Zehn Meter vor ihm duckte sich der Bith unter einem vor Feuchtigkeit schlüpfrigen Felsvorsprung hindurch. Allerdings verleitete seine Eile ihn dazu, sich zu früh wieder aufzurichten, und seine linke Schulter prallte gegen den rauen Fels - eine Stelle seines Anzugs hing in Fetzen.
»Meister, gestattet mir vorauszugehen«, sagte Plagueis, als er Tenebrous erreichte. Er war zwar bloß geringfügig agiler als der Bith, doch er konnte im Dunkeln besser sehen und sein Orientierungssinn war ausgeprägter. Hinzu kam noch das, was die Macht ihm diesbezüglich verlieh.
Tenebrous, dessen Schulter schwerer angeschlagen war, als er gedacht hatte, tat das Angebot dennoch mit einem Wink ab. »Vergiss nicht, wo dein Platz ist.« Nachdem er das Gleichgewicht und die Fassung zurückgewonnen hatte, eilte er mit großen Schritten weiter. An einer Gabelung des Tunnels schlug er jedoch den falschen Weg ein.
»Hier entlang, Meister«, rief Plagueis aus dem anderen Korridor, doch er blieb stehen, um dem anderen Mann die Führung zu überlassen.

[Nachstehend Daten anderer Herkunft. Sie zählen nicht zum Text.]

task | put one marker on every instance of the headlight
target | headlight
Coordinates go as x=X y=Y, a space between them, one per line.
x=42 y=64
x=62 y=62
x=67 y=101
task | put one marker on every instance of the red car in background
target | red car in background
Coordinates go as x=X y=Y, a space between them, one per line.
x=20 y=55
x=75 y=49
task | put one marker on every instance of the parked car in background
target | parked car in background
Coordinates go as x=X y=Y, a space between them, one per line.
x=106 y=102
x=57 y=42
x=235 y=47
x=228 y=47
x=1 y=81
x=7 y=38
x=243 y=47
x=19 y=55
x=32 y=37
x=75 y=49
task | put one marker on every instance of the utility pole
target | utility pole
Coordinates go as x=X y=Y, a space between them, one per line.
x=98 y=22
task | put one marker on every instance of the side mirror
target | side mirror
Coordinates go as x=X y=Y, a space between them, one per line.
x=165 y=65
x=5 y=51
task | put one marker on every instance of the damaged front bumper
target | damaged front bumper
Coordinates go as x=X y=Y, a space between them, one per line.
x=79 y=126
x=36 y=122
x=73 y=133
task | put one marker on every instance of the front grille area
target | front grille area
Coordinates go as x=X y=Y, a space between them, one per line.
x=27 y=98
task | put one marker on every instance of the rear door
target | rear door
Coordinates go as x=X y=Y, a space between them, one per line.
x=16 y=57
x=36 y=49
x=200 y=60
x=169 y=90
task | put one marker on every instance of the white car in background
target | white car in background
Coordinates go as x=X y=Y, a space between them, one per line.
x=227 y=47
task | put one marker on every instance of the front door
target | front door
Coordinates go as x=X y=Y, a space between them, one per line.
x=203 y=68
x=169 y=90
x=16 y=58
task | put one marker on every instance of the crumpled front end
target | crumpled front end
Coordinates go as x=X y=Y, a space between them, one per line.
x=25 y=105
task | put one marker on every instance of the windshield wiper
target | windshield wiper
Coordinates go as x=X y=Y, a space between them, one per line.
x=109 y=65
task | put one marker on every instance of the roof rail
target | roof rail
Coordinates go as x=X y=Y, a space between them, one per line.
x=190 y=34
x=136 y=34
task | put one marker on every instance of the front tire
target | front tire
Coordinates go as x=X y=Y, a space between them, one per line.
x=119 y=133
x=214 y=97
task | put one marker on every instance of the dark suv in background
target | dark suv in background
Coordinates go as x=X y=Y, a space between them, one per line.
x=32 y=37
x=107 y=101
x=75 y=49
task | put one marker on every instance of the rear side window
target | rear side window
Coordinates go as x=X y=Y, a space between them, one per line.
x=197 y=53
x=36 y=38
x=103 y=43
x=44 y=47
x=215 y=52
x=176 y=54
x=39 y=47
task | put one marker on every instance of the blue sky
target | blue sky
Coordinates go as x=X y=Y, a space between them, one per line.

Dichter an der Oberfläche öffneten sich die Tunnel zu Höhlen von der Größe von Kathedralen, glatt geschliffen und ausgehöhlt von Regenwasser, das zu bestimmten Jahreszeiten des langen Bal'demnic'schen Jahres noch immer hereinströmte. In Tümpeln stehenden Wassers schossen verschiedene Spezies blinder Fische umher. Über ihnen nahmen Fledermausfalken panisch Reißaus von ihren Schlafplätzen unter der gesprenkelten Decke. Natürliches Licht in weiter Ferne spornte die beiden Sith an, auf die Grotte zuzulaufen, so schnell sie nur konnten. Trotz allem jedoch waren sie eine Winzigkeit zu langsam.

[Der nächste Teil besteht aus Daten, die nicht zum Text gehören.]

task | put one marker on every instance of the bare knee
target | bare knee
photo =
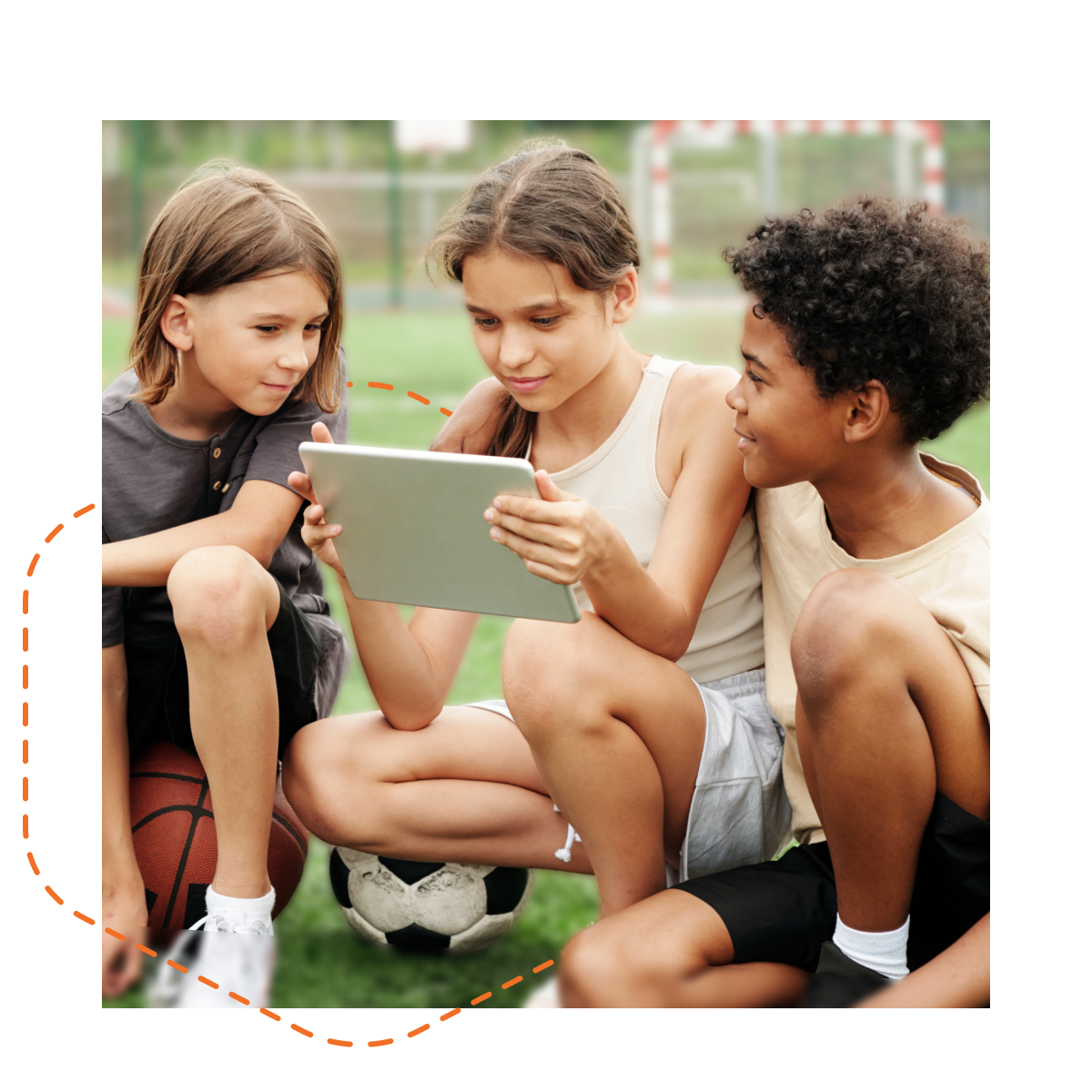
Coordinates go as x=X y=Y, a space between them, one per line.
x=218 y=595
x=328 y=786
x=550 y=676
x=852 y=618
x=599 y=972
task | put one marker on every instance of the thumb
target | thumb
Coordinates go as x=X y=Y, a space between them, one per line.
x=546 y=489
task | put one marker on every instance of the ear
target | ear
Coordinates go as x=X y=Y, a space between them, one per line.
x=177 y=322
x=867 y=410
x=625 y=296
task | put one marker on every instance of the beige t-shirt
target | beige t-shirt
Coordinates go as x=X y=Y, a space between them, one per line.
x=950 y=576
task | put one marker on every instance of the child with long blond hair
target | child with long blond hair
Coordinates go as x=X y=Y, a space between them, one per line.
x=216 y=634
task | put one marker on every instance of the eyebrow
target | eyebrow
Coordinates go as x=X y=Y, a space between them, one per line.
x=753 y=359
x=551 y=305
x=287 y=318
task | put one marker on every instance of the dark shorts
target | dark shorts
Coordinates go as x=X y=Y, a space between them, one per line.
x=782 y=911
x=159 y=691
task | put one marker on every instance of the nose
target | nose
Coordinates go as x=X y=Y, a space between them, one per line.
x=514 y=349
x=295 y=359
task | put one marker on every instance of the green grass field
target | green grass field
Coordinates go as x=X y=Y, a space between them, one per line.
x=321 y=962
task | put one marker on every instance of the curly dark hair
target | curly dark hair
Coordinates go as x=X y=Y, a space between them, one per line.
x=878 y=289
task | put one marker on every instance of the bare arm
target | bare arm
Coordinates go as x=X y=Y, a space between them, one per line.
x=563 y=539
x=956 y=978
x=257 y=522
x=470 y=429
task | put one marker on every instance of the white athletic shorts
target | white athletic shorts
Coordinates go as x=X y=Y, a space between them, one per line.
x=740 y=814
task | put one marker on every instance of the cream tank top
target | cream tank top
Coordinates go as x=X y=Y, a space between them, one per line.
x=620 y=479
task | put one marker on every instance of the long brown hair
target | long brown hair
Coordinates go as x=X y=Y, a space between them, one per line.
x=225 y=225
x=554 y=205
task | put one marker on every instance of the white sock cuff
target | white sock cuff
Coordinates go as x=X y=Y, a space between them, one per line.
x=225 y=905
x=884 y=953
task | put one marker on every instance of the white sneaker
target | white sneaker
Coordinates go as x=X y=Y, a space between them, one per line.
x=238 y=961
x=547 y=996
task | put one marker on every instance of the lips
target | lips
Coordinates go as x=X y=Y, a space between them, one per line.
x=527 y=386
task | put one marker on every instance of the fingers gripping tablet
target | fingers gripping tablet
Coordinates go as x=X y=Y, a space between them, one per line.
x=414 y=533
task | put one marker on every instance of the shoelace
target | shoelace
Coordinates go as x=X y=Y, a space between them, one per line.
x=221 y=924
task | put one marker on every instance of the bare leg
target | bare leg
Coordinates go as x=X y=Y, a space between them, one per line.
x=463 y=789
x=224 y=604
x=670 y=951
x=617 y=734
x=887 y=714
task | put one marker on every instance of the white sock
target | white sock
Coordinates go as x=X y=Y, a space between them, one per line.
x=884 y=953
x=240 y=910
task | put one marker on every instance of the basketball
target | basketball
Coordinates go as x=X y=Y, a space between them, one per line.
x=175 y=838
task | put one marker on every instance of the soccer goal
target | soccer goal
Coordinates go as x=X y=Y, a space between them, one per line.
x=697 y=186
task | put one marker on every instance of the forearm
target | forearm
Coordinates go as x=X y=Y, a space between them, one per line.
x=409 y=681
x=956 y=978
x=625 y=595
x=119 y=860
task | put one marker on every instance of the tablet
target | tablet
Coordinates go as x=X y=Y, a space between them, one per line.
x=413 y=530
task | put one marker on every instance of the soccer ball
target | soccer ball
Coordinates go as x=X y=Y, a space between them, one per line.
x=423 y=906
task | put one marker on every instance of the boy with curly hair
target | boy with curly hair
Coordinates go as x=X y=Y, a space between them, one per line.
x=868 y=332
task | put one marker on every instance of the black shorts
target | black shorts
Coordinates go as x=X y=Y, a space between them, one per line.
x=782 y=911
x=159 y=689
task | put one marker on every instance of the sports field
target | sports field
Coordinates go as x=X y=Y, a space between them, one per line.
x=321 y=962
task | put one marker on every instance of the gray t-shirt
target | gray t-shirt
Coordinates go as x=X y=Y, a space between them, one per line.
x=153 y=480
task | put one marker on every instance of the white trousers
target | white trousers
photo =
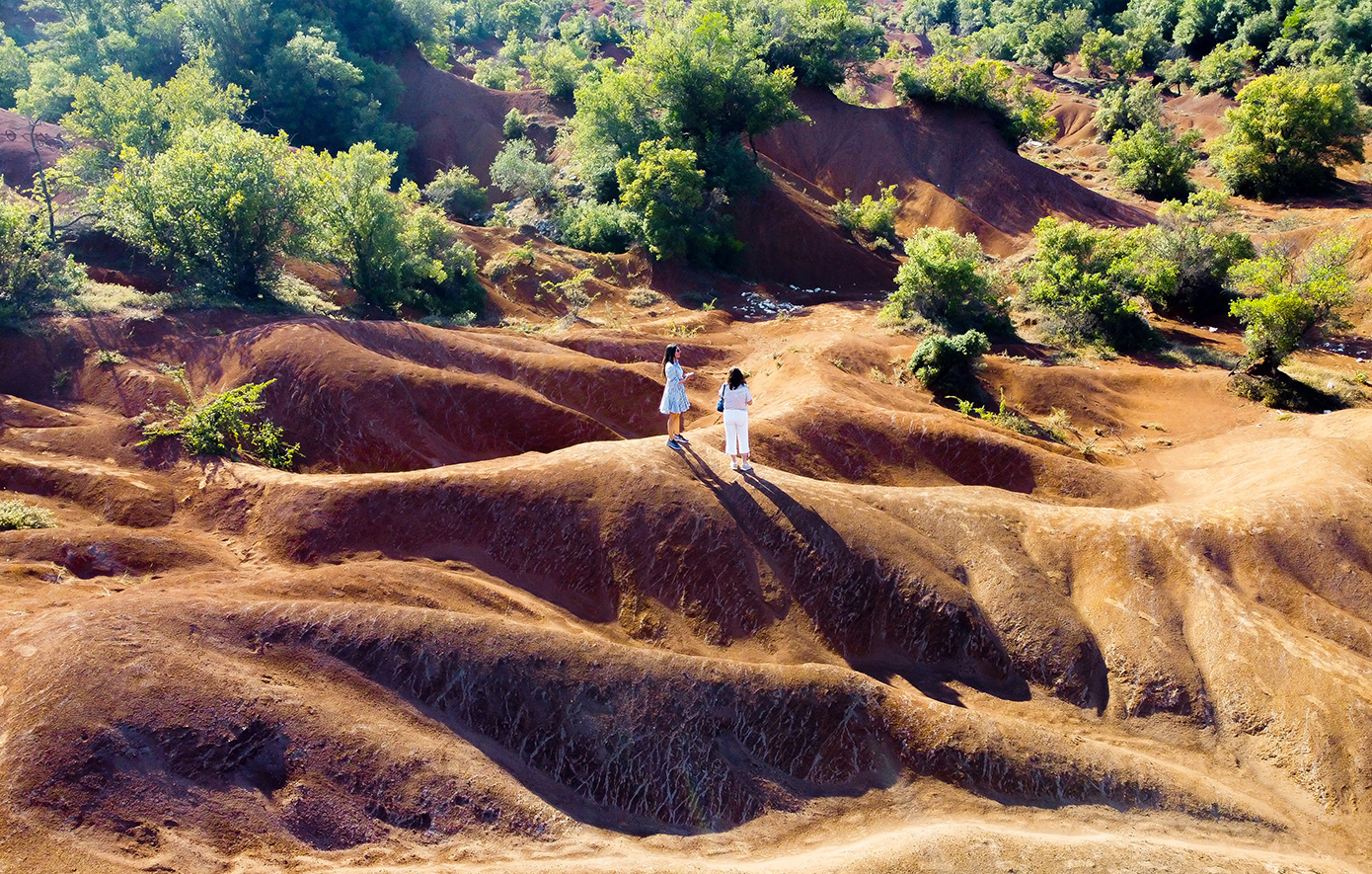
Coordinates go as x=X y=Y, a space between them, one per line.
x=735 y=433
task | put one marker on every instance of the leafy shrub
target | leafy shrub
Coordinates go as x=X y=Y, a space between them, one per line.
x=1223 y=69
x=514 y=125
x=220 y=204
x=1154 y=162
x=820 y=40
x=1288 y=132
x=227 y=424
x=393 y=251
x=667 y=191
x=509 y=263
x=953 y=77
x=1287 y=298
x=1083 y=280
x=34 y=270
x=598 y=226
x=946 y=280
x=496 y=74
x=1128 y=109
x=1176 y=73
x=17 y=516
x=519 y=172
x=947 y=365
x=457 y=193
x=558 y=67
x=1185 y=258
x=876 y=217
x=1104 y=49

Die Gasexplosion holte sie just in dem Moment ein, als sie die von Helligkeit erfüllte Öffnung oben auf der Klippe erreichten. Aus den Untiefen des Tunnels hallte ein kreischendes, elektronisches Heulen wider, während gleichzeitig eine sengend heiße Bö durch das Loch in der gewölbten Decke der Grotte nach unten fuhr, durch das sie mit dem Schiff hereingeflogen waren. Fast war es, als würde das Höhlensystem nach Atem ringen. Eine gedämpfte Detonation folgte, die dafür sorgte, dass sich der Boden aufbäumte, dann ein tosender Feuerball, der das glühend heiße Ausatmen des Labyrinths darstellte. Tenebrous wirbelte zu dem Tunnel herum, den sie gerade verlassen hatten, und schaffte es irgendwie, auf den Beinen zu bleiben, als er mit seinen winkenden Armen einen Machtschild heraufbeschwor, der auf den Feuerball traf und ihn umhüllte. Tausende brennender Fledermausfalken flatterten in dem Getöse umher wie vom Wind verwehte Glut.

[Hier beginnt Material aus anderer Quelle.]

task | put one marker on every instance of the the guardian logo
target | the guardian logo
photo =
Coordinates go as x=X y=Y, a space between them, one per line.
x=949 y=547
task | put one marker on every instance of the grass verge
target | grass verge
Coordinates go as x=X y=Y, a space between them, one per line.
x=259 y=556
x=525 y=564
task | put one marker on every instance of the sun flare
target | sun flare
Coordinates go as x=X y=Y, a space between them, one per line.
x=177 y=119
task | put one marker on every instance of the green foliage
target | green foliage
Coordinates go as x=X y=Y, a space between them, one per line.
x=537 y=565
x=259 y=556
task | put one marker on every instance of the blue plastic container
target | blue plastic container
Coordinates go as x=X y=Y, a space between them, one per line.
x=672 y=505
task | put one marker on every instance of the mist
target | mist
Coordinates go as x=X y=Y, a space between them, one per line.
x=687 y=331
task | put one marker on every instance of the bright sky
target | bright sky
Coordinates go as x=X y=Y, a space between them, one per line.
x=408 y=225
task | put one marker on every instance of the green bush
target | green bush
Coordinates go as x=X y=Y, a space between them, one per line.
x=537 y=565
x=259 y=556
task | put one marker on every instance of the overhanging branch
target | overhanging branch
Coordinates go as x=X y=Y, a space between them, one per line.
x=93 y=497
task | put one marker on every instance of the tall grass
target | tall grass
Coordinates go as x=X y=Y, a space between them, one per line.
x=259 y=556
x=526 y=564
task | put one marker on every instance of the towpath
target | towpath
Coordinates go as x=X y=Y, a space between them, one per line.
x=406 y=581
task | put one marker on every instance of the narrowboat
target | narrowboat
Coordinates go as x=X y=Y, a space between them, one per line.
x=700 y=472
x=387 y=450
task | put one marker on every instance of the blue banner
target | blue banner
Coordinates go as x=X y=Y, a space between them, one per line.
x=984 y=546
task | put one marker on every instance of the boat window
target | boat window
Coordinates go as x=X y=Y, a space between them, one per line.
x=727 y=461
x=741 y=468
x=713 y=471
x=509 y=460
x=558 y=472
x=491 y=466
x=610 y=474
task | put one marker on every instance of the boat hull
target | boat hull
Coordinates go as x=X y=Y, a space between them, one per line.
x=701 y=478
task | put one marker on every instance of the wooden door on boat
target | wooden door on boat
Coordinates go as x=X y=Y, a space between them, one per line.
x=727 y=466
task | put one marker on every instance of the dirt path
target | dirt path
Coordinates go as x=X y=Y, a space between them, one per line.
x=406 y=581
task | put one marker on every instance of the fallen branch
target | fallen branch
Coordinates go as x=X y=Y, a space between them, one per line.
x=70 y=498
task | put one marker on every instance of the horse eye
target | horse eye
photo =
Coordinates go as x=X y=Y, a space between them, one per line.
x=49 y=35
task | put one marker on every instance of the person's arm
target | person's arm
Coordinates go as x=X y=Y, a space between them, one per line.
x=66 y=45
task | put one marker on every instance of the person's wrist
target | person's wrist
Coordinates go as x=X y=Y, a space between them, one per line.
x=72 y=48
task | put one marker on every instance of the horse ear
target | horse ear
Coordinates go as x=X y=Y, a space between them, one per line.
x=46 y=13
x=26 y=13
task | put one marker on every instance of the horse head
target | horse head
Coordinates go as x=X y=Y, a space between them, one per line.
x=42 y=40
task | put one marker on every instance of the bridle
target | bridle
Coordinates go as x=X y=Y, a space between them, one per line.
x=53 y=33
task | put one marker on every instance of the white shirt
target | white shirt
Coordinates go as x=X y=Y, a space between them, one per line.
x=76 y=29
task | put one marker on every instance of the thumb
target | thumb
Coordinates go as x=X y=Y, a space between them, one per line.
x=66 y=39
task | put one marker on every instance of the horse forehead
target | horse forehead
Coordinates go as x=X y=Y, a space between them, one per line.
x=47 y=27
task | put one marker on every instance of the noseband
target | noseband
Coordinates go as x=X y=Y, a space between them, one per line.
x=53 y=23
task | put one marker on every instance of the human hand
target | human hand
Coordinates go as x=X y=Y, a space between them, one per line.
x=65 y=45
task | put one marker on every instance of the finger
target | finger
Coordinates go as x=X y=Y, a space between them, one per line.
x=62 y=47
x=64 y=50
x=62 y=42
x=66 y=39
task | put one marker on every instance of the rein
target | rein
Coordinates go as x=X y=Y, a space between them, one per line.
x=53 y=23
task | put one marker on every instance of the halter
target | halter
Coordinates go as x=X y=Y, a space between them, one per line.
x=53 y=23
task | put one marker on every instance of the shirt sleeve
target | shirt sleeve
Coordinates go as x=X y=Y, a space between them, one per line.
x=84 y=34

Einige Meter entfernt hob Plagueis, der von der Wucht der verdampfenden Explosion mit dem Gesicht voran zu Boden geschleudert worden war, gerade rechtzeitig den Kopf, um zu sehen, wie gewaltige Felsbrocken aus der Unterseite der gewölbten Decke brachen. Direkt unterhalb der herabstürzenden Felsen stand ihr Raumschiff.
»Meister!«, rief er, rappelte sich auf und hob die Arme, um die Felsbrocken in der Luft zu halten.
Seine eigenen Arme noch immer in einer die Macht heraufbeschwörenden Geste erhoben schwang Tenebrous herum, um Plagueis' Bemühungen zu unterstützen. Hinter ihm loderten die letzten Flammen des Feuerballs aus dem Tunnelmund, um über seinen Rücken zu lecken und ihn tiefer in die Grotte zu treiben.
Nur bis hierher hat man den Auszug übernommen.